Tuesday, March 18, 2008

Creating an Army of Free Captcha Typers

People are finally starting to catch on to this technique. However I’m finding a lack of tact in how to accomplish it successfully. The objective is simple. How do we get a bunch of other people to type in Captchas for us willingly? First we’ll dive into why this is useful. Lets say you’re spamming Myspace or Yahoo accounts for instance. You could either attempt to defeat it through various OCR techniques or hire people from India to type them in for you. Captcha decoding is very tough to master and uses loads of server usage. Reliable Indians are tough to find and it poses a margin that you must beat. So now you’re starting to consider your options. There are still some out there but the best one I can recommend would be to find a way to get others to do it for you by giving them an incentive.


What Will You Need

First you will need to create the script that will actually grab the Captcha and output it so you can display it to the user without them knowing what the real reason is of they are typing it in. Next you will need to actually require the user to type it in in order to preform an action on your site. Next your script will need to grab what they type in and check to see if it was correct. Lets say your spamming Myspace. So you display the Captcha on another site of yours and when the user types it in, a second script actually makes the account using what they said the Captcha was. Make sense?


The Incentive

I’ve seen a few ideas mole around about how to do this. Some suggest adding the Captcha to your blog comments. It doesn’t really do anything and if they don’t type it in, it will still allow the comment. However anyone who does type it in. The script will create the account and boom your in like flint. However each of these ideas I’ve heard have one major flaw; lack of traffic. Even if your blog or other site gets 20 comments/day that still isn’t very many captcha types and hardly worth the trouble. I’ve also heard some ideas about offering free porn but the problem is still the same wouldn’t you agree? So you’ll need a site that will grab major traffic, lots of pageviews, and most of all the users will be obligated to type the traffic.


Here’s My Proposal

Try creating a webproxy. A web proxy is designed to bypass proxy restrictions through a web interface. For example, in a university, the IT department blocks a lot of harmless websites simply because of their popularity. So people use webproxies to access those websites. Creating a webproxy is great because they draw MAJOR traffic and TONS of pageviews very quickly. They don’t require much promotion to become very popular. They are also very easy to setup. First you’ll need to find a good webproxy script. I’d recommend CGIProxy or PHP Proxy. Use whatever is most comfortable for you to setup and edit. Next you need to do a tad bit of promotion on it. The best way is to sign it up on a few proxy top sites lists or free proxy directories. You’ll find out quickly that you won’t need much promotion to get them some serious daily traffic. I recently setup a webproxy (Unblock Myspace) and it was getting 400 unique visitors/day and 20,000 pageviews/day within days of opening with very little promotion. Currently its getting about 700 unique visitors/day and approx 72,000 pageviews/day. To put that in the math sense; if I display a Captcha for the visitor to type in every 25 random pageviews in order for them to continue to the page they wanted to go to. That comes out to about 2880 Captchas/day. In case you were paying attention thats A LOT of Myspace accounts(money). ':)'


So whats the downside? Well first web proxies are a big strain on servers. A lot of hosting providers don’t allow them for that reason. An easy way to solve this is to get your own virtual private server/dedicated server, or get a buddy to donate a dedicated box. Another would be to have multiple hosting providers and have the script disperse the traffic amongst them evenly to lighten the load. Where theres a will(money) theres a way.

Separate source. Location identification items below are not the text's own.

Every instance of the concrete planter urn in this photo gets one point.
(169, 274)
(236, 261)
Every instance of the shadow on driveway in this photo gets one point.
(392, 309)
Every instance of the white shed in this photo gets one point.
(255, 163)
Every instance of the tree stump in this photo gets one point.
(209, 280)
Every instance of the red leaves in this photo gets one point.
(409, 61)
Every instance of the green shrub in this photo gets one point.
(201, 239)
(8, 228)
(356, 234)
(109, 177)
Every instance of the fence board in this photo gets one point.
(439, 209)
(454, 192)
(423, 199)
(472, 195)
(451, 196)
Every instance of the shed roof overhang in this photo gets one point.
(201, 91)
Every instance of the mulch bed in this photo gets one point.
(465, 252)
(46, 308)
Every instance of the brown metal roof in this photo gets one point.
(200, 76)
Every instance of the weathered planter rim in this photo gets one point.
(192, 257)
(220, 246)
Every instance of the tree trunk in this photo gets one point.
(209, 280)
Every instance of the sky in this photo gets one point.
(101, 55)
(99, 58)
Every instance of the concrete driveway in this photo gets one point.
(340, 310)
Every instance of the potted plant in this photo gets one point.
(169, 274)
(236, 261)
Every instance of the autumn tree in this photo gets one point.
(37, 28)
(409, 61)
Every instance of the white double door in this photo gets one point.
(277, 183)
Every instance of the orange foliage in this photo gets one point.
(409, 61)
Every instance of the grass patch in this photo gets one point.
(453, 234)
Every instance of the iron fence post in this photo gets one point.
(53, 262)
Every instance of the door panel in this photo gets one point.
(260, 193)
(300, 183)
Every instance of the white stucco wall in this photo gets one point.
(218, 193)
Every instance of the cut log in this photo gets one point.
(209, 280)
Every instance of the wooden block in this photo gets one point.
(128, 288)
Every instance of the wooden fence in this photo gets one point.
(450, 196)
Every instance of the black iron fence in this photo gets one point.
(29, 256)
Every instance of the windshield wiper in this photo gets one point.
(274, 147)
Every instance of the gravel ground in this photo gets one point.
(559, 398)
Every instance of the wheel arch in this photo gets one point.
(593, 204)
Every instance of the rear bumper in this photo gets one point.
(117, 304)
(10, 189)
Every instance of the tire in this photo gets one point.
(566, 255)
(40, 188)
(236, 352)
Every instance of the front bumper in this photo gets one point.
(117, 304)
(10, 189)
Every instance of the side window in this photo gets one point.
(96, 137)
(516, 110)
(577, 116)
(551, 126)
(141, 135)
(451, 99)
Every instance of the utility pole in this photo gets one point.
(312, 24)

Captchas Captchas Captchas

Guess what I’m in the mood to talk about? You guessed it. Captchas! In fact I feel like dedicating a whole week, maybe more depending on if any downtime occurs. ':)' to talking about nothing but captcha breaking. We’ll break every captcha in the book and even by the end of this post the captchas that haven’t been created yet. Furthermore, for this week only I am accepting any and all captcha related guest posts. So if you got a captcha solved or want to discuss techniques to breaking them feel free to write up a guest post and email it to ELI at BLUEHATSEO.COM in html form. You can stay anonymous and not only will I put it up but I’m also willing to put up any ad you’d like. Pick any text or banner ad you’d like to put up with your post and I’ll include it. With as many readers as this place has I’m sure it’ll get clicked. Also be sure to include your paypal address. If I really like your guest post I may even send you a $100 as a thank you. Also, all you bloggers are welcome to repost any of the captcha related posts on this blog. I now declare any captcha related posts on this blog public domain and republishable under full rights. For some odd reason I feel like blowing the captcha breaking industry the fuck up. Like my favorite saying goes, if you’re going to wreck a room you might as well WRECK it. Lets begin by visiting one of my first captcha related posts; the Army Of Captcha Typers.


The Army of Captcha Typers is a great technique because it doesn’t require loads of programming and is 100% adaptable to any captcha. I suggest you go back and reread it, but in interest of keeping this short here’s a quick summary.



You use a service, I used a proxy site as an example, to get the users to type in the captchas for you. It records what the user typed in as the solution to the captcha and you use that to solve it. The more pageviews the service provides per user the more effective it is to breaking captchas. Why pay Indians or tediously code it yourself?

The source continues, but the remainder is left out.